1. New Products are not enough
There are many companies with excellent technological products. Especially in Europe, many firms continuously introduce innovations to their products and processes. Yet, many companies will not survive in the long term despite their product innovation capabilities. Why do prominent firms, which have been known for their innovative products for years, suddenly lose their competitive advantage? Strong players such as AEG, Grundig, Nixdorf Computers, Triumph, Brockhaus, Agfa, Kodak, Quelle, Otto, and Schlecker are vanishing from the business landscape one after the other. They have lost their capabilities of marketing their former innovative strengths. The answer is simple and painful: these companies have failed to adapt their business models to the changing environment. In future, competition will take place between business models, and not just between products and technologies.
New business models are often based on early weak signals: Trendsetters signal new customer requirements; regulations are discussed broadly before they are eventually approved. New entrants to the industry discuss new alliances at great length; disruptive technology developments are results of many years of research. The insolvency of Kodak in 2012 has also a long history. The first patents for digital cameras had already been published by Texas Instruments in 1972. Kodak realized the potential of the new technology and in the 90s initiated an alliance on digital imaging with Microsoft in order to conquer this new field. But – as can be observed frequently – the disruptive move was faint-hearted. When the first digital cameras entered the market in 1999, Kodak forecasted that ten years later digital cameras would account for only 5 % of the market, with analog cameras remaining strong at 95 %. In 2009, the reality was different: Only 5 % of the market remained analog. This misjudgment was so grave and powerful that it was too late when Kodak physically blew up its chemical R&D center in Rochester in order to change the corporatedominant logic of analog imaging. Between 1988 and 2008, Kodak reduced the number of its employees by more than 80 %, in 2012 Kodak filed for bankruptcy protection.
It is often said that existing business models ‘don’t work anymore’. Still, the typical answers provided by R&D engineers are new products based on new technologies and more functionality.
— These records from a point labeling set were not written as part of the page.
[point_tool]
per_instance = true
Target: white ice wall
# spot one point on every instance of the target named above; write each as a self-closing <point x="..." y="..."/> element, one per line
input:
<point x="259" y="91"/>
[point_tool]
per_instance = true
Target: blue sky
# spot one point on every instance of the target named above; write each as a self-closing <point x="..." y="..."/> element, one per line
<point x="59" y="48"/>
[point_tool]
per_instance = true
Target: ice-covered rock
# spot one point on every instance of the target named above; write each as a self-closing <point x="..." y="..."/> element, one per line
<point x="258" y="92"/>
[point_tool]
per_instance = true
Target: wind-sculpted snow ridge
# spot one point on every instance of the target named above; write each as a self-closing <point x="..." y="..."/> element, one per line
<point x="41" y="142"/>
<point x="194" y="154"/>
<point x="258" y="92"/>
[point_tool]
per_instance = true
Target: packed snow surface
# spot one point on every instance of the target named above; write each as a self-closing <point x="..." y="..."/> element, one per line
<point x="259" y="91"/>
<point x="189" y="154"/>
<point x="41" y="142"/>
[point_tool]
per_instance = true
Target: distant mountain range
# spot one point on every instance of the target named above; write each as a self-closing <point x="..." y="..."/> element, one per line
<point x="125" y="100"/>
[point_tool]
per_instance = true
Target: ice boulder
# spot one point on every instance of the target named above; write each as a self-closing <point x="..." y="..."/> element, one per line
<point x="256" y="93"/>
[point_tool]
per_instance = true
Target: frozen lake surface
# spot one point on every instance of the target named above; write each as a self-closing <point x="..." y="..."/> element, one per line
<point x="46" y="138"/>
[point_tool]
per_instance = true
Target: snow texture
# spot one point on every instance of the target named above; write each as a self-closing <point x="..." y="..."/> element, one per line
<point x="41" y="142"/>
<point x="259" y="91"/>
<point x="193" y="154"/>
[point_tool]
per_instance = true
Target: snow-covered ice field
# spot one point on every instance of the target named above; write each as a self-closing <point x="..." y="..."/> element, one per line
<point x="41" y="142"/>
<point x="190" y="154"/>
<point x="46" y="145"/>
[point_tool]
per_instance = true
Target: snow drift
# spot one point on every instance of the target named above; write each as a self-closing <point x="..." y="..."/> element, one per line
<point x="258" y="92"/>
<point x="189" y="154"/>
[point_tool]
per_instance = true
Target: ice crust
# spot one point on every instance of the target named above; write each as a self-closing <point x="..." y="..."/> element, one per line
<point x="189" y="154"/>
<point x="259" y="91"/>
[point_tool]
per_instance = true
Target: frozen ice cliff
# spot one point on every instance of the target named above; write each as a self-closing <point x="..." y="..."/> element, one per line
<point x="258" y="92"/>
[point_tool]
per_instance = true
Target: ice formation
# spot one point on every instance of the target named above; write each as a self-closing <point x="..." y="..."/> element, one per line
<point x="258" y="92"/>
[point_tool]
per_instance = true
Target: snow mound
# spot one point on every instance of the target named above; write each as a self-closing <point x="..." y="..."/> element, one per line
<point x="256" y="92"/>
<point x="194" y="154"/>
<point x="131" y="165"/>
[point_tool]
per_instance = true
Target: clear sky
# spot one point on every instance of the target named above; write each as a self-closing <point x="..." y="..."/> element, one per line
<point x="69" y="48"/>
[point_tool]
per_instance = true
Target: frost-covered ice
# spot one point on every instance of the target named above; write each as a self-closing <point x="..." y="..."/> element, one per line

By contrast, the underlying business logic is rarely addressed despite the fact that business model innovators have been found to be more profitable by an average of 6 % compared to pure product or process innovators (BCG 2008). As a consequence, managers consider business model innovation to be more important for achieving competitive advantage than product or service innovation, and over 90 % of the CEOs surveyed in a study by IBM (2012) plan to innovate their company’s business model over the next three years. But a plan is not enough. When it comes to making the phenomenon tangible, people struggle. Very few managers are able to explain their company’s business model ad-hoc, and even fewer can define what a business model actually is in general. The number of companies, which have established dedicated business model innovation units and processes is even lower. Given the importance of the topic, this lack of corporate institutionalization is surprising – however, considering the complexity and fuzziness of the topic, it is to be expected. Before discussing how to innovate a business model, it is important to understand what it is that is to be innovated. Historically, the business model has its roots in the late 1990s when it emerged as a buzzword in the popular press. Ever since, it has raised significant attention from both practitioners and scholars and nowadays forms a distinct feature in multiple research streams. In general, the business model can be defined as a unit of analysis to describe how the business of a firm works. More specifically, the business model is often depicted as an overarching concept that takes notice of the different components a business is constituted of and puts them together as a whole (Demil and Lecocq 2010; Osterwalder and Pigneur, 2010). In other words, business models describe how the magic of a business works based on its individual bits and pieces.